While there was considerable agreement that many of the changes he recommended had worked well, his proposals on the control of costs had not been as successful as they should have been.

Thus in 2009, Lord Justice Jackson was asked to undertake more work on the costs of civil litigation. His first report on the issue was published in 2010. (Noted in this blog in March 2010)

In 2016, Jackson was asked to revisit this topic, on which he has now published (July 2017) this supplementary report.

As Jackson notes:

In England and Wales, the winning party in litigation is entitled to recover costs from the losing party. The traditional approach has been that the winner adds up its costs at the end and then claims back as much as it can from the loser. That is a recipe for runaway costs.

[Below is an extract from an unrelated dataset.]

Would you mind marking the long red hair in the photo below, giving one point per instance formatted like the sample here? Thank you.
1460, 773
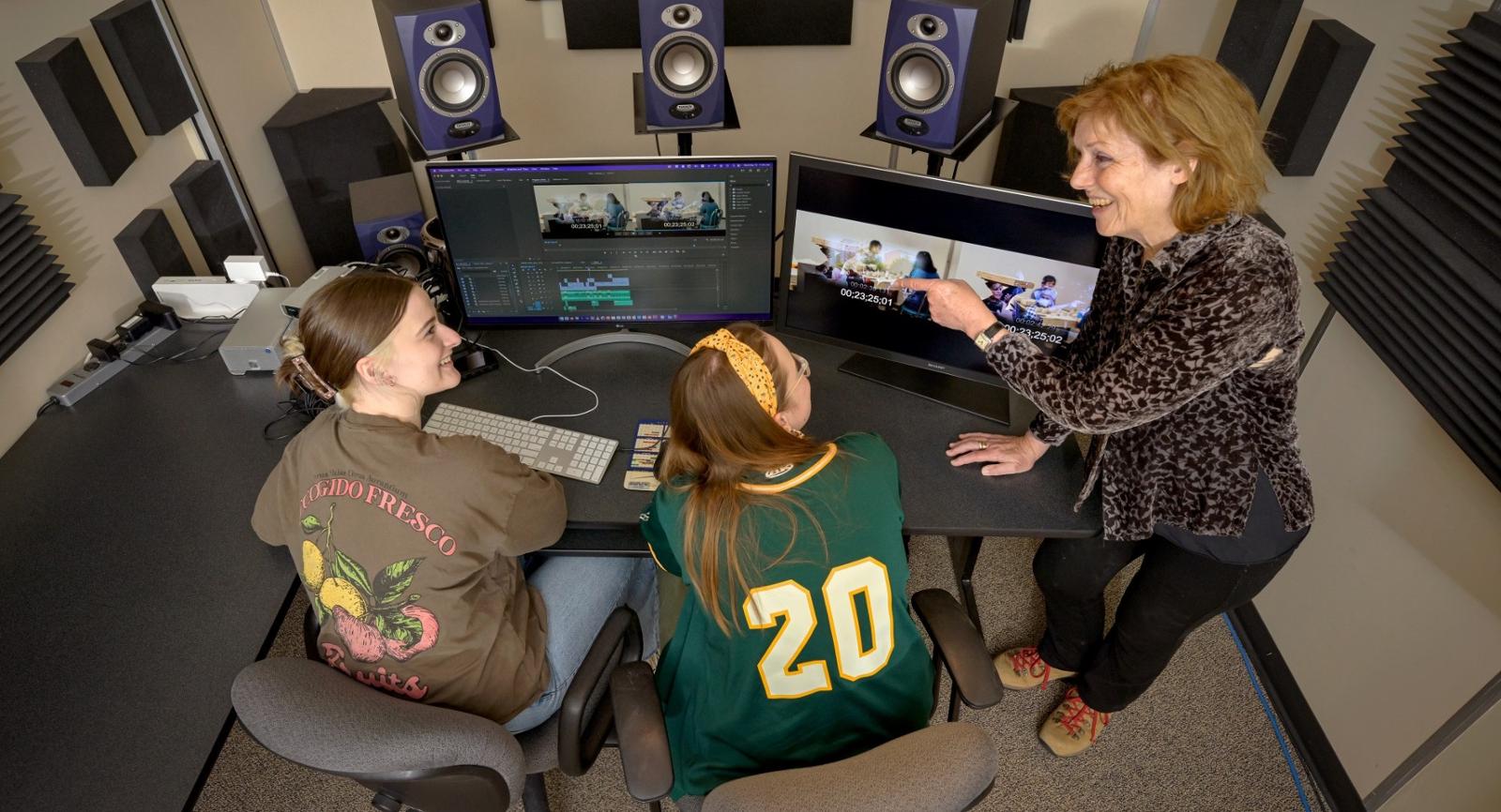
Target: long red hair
720, 434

He therefore argues (as indeed he did in his first report) that there are two fundamental ways to prevent runaway costs.

(i) a general scheme of fixed recoverable costs , i.e. those costs that the winning party can claim from the losing party;

(ii) imposing a budget for each individual case (“costs budgeting”)

Although fixed recoverable costs (FRC) had been introduced for  limited categories of cases before he reported in 2010, he recommended that FRC should be introduced for all fast-track cases. In its response to his first report, the Government did not at the time go that far.

The introduction of costs budgeting was also regarded initially by the legal profession as very controversial, and was not universally welcomed. In this later report, however, evidence from witnesses to his review stated that the system for costs budgeting had now settled down and was widely seen to be working pretty well.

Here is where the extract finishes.